The ACS just issued a media release: http://www.acs.org.au/news-and-media/news-and-media-releases...

Delimiter has posted an article as well: http://delimiter.com.au/2013/02/01/morons-freelancer-ceo-wan...

I find it humorous that the ACS's response is "the ACS Foundation has nothing do to with the ACS". It just happens to be an organisation they set up and uses their name that their members promote.

Some interesting emails came in overnight:

"The ACS is run by a whole bunch of accountants and lawyers who can't believe their luck that people associate them with the technology industry"

"You’re right that the ACS has to go.

Back in 2001 I contacted the ACS to discuss some policy things and was horrified to discover the “experts” I was talking to were nothing more than accountants. Later they elected a lawyer as president, and then a recruiter, prompting me to publicly condemn the ACS as a fake during the period 2004 – 2006.

The ACS is actually an anti-professional organisation. Their agenda is not to promote computer science or engineering expertise, but rather to allow pretenders to hide in the generic vagueness of “ICT Professional.” They actually work to devalue real expertise, since engineers and computer scientists pose a threat to accountants, MBAs and lawyers who want to claim membership of the technology professsions.

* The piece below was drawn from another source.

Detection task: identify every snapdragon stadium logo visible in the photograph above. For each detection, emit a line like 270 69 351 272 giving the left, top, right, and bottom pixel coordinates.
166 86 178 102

I think the solution has to be a formal inquiry into regulation of the IT professions, with a view to government stepping in and, as you put it, disbanding the ACS. At the moment, the ACS has insinuated itself too strongly into formal regulation. Simply starting a rival organisation for software engineers, say, would not work. Government has to dissolve existing ACS influence and leave the way open for new specialist organisations."